Her udder is WAY full now  only a matter of time!


----------



## Tanya (Mar 31, 2020)

Oooh. We are all awaiting with abaited breath and prayers of safe deliveries


----------



## Harriet_and_Hens (Apr 26, 2015)

She passed a “big mucus thing” about an hour ago.. and then has just had some mucus dribble since then. should I be concerned that things aren’t progressing more? For some reason I remember seeing the same “big mucus thing” the last time a doe kidded and then babies came pretty shortly after. Maybe I’m remembering wrong.


----------



## GoofyGoat (Sep 21, 2018)

You can glove up and lube and just see if her cervix is dilated, or if you feel something in the birth canal. Just be as clean as possible .
Maybe some pictures of what you're seeing would help.


----------



## Harriet_and_Hens (Apr 26, 2015)

I hesitate to glove up as she isn't pushing or seeming to be straining or anything.. here are some pics. The first was at around 4:20. The second is just now. She's just pawing a lot and grumbling. I might also mention that the neighbors are doing something with machinery which is louder than usual- maybe she's freaked out? Who know.


----------



## GoofyGoat (Sep 21, 2018)

Looks like you're really close! if she's not pushing fairly soon, personally I'd go in and check but I would give her a bit since it's not amber colored goo. 
It looks like she's having a contraction in the picture with her vulva sucked in the way it is. 
If you're worried then better safe than sorry. You know your doe use your best judgement.


----------



## daisysmaid (Jun 21, 2018)

Good luck!!! Can’t wait to see her kiddos!!


----------



## GoofyGoat (Sep 21, 2018)

How's it going?


----------



## daisysmaid (Jun 21, 2018)

I’m hoping you’re snuggling some adorable little kiddos.....


----------



## Harriet_and_Hens (Apr 26, 2015)

So sorry for the late reply - was trying to conserve phone battery while in the barn ALL NIGHT LONG.

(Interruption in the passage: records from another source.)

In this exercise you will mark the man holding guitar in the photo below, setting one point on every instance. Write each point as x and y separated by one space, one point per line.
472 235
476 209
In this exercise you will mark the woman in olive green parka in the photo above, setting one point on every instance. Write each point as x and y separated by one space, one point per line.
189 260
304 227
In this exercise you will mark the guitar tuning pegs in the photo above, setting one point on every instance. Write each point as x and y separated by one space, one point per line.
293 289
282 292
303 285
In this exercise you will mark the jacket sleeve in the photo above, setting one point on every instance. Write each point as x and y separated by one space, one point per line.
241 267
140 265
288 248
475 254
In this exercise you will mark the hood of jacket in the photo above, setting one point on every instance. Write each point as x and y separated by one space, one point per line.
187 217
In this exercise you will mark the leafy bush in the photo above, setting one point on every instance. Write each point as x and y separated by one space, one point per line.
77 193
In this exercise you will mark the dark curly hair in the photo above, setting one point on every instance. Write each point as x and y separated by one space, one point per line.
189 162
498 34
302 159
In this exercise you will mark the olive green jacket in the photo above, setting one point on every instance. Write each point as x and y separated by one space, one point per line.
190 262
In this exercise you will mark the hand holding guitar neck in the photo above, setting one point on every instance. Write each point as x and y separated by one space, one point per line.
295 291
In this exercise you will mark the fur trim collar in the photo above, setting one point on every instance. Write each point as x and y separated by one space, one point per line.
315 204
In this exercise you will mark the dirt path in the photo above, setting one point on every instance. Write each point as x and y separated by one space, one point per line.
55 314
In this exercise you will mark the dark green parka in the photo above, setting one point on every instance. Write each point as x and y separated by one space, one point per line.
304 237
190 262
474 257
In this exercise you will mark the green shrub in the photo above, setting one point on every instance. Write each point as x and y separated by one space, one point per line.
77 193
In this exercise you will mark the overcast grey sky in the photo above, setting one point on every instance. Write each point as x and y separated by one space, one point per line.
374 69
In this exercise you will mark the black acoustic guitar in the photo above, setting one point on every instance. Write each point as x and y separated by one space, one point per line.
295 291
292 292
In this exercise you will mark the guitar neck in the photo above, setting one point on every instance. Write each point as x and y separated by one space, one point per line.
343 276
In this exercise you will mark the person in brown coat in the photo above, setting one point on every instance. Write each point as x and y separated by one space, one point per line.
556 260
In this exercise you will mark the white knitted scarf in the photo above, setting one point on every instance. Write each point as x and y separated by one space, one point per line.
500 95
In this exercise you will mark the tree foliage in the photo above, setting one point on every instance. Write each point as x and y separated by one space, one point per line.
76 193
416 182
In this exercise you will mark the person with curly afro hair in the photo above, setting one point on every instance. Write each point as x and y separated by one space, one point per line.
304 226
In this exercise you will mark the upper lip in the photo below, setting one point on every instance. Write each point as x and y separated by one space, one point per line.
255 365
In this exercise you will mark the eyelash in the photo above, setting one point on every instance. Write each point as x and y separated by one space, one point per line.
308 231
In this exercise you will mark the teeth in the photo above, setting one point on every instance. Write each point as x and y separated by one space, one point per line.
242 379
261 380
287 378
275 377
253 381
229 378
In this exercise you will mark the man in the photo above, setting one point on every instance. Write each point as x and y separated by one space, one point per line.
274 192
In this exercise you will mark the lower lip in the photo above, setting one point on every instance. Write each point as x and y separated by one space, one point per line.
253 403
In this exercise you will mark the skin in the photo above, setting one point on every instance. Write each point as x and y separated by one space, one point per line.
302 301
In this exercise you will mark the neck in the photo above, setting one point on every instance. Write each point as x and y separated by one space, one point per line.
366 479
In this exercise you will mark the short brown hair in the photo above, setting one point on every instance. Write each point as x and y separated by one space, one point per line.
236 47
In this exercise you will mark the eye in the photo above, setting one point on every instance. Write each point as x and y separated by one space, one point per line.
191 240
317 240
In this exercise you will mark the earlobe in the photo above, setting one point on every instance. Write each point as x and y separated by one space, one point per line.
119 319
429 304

Poor Chicory was not dilating (from what my inexperienced hands could feel anyway) but she didn't seem in pain or really even pushing so we just kept each other company. Then at around 6am she started actually pushing and with a little help, delivered a little girl who presented upside down head /one hoof first. Other hoof was down. Baby is ok though and is pictured here.

I kept waiting and waiting for some placenta or another kid to follow and nothing did.. until about 7:45 when chicory started pushing again. This time, there was no bubble/ no sac (my guess is it popped while delivering the first one). He presented head first, legs back. Unfortunately that little one was dead.

Then it got REALLY scary because Chicory was very weak. She didn't want to stand but after a few minutes got her footing again.

Luckily, my great goat-mentor gave me advice as to how to treat chicory so I've done those things and hopefully she will be ok.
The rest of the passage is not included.